Python returning true when false when using greater than sign

Question

okay so I am trying to see if a number is greater than 1 less than 0 or equal to nothing then to exit. here is what I have so far.

def main():
    print("This program illustrates a chaotic function")
    x = raw_input("Enter a number between 0 and 1: ")
    if x == "" or x < 0 or x > 1:
        print("bad person")
        exit()
    else:
        x = eval(x)
        for i in range(10):
            x = 3.9 * x * (1-x)
            print(x)
main()
raw_input()

my code keeps printing bad person when I type in 0.5 even though that is greater that 0 and less than 1. I feel like this is some stupid error but i dont know. Any help would be great. Thanks

Answer 1

Probably the cause of the error is that you cannot compare strings (as returned by raw_input) with numbers in a meaningful way. So you should convert the input to a number - in this case you want a float:

x = float(raw_input("Enter a number between 0 and 1: "))
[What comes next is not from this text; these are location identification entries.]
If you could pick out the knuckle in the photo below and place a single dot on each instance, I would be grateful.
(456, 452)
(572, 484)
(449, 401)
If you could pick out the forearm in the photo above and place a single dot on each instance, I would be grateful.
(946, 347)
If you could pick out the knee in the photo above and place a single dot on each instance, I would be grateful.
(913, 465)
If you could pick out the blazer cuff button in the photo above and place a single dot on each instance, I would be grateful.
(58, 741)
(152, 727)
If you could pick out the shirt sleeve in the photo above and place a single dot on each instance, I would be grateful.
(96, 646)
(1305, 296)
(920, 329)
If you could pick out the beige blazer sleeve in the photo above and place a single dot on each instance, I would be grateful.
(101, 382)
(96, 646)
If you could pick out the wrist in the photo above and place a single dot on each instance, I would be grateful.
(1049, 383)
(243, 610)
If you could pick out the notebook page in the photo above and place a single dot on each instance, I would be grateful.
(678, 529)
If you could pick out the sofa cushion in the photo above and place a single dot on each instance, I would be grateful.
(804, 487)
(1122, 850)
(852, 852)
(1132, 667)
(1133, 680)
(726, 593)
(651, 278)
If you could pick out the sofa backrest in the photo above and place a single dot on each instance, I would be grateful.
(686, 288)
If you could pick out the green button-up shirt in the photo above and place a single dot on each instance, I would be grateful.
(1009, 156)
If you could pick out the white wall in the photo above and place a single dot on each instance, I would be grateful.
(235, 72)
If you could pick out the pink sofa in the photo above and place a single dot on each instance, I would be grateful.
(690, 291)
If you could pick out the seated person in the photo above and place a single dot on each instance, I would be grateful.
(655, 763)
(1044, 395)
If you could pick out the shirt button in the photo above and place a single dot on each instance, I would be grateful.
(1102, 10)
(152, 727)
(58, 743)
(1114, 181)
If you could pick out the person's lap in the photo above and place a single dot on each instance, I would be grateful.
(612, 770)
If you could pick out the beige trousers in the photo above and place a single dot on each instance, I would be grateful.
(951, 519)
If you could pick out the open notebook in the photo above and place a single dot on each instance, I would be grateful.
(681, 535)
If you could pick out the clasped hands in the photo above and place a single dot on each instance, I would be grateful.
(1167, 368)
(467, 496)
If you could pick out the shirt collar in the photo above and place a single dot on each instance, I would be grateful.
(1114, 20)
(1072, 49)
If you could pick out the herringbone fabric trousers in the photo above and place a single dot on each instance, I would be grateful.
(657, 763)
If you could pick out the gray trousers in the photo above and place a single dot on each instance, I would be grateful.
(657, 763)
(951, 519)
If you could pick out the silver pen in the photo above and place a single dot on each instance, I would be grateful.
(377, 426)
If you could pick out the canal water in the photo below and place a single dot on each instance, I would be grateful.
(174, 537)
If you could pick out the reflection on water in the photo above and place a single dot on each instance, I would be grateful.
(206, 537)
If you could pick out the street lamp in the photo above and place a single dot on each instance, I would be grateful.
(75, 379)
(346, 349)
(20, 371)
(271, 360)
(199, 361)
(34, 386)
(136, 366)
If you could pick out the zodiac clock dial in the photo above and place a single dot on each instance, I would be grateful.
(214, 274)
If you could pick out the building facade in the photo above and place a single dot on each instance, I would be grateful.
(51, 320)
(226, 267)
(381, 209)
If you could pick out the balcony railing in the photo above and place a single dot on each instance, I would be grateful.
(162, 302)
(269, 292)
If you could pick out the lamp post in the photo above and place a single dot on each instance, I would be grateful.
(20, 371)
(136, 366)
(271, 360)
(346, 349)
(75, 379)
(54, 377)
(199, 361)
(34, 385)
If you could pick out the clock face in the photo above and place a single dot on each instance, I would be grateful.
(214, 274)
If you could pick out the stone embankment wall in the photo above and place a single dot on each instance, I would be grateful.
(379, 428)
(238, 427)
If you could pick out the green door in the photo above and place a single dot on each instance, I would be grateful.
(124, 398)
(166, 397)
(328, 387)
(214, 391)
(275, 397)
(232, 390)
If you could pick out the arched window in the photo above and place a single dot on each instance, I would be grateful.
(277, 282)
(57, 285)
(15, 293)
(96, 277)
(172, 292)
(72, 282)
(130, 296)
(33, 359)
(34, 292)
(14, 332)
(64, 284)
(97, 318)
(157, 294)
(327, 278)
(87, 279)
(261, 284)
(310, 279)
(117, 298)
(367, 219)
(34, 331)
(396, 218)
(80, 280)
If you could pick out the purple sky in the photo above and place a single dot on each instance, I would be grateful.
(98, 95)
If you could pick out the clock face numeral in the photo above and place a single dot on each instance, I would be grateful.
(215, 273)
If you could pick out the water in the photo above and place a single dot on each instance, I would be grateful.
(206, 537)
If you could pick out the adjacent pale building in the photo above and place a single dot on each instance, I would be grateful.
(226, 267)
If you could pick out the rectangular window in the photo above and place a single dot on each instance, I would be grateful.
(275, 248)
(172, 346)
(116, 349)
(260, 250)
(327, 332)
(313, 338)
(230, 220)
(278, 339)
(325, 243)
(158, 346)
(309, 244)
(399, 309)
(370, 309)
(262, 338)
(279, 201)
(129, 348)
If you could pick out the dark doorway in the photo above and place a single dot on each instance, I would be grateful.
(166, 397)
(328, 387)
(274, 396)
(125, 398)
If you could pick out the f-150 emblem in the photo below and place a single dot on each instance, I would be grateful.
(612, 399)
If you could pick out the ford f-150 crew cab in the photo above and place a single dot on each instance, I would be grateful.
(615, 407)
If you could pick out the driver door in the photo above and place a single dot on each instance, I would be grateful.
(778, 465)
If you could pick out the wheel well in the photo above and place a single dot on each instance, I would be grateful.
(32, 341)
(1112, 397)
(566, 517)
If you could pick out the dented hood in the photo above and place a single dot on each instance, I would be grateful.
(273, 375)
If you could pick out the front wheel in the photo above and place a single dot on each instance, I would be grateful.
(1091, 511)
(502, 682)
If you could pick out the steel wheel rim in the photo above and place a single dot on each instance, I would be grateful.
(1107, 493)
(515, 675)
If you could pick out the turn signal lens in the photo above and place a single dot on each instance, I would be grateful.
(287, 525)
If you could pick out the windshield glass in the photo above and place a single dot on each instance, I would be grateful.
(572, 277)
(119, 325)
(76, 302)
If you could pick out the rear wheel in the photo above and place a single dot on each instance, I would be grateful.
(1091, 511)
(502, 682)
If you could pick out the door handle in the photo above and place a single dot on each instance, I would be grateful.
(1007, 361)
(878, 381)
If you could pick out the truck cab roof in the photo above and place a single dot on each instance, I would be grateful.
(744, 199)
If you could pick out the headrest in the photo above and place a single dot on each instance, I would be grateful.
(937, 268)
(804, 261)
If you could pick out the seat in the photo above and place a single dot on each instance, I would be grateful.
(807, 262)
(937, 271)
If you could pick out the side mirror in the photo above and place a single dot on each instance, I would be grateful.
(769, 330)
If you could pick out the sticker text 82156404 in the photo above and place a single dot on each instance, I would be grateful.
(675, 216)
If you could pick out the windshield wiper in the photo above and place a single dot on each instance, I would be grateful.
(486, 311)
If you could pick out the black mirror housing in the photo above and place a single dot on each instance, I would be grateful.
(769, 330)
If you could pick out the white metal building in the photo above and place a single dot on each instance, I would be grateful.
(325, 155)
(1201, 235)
and then you don't need that line anymore:

x = eval(x)

Answer 2

val = None
while val is None or val < 0 or val > 1:
    try:
        val = float(raw_input("Enter a number between 0 and 1: \n"))
    except ValueError:
        print("You must enter a number between 0 and 1.")

for i in range(10):
    val = 3.9 * val * (1 - val)
    print(val)

This way you don't have to use exit(), it won't break the while loop until it gets a number between 0 and 1. It will also keep going incase the user enters a char or anything else.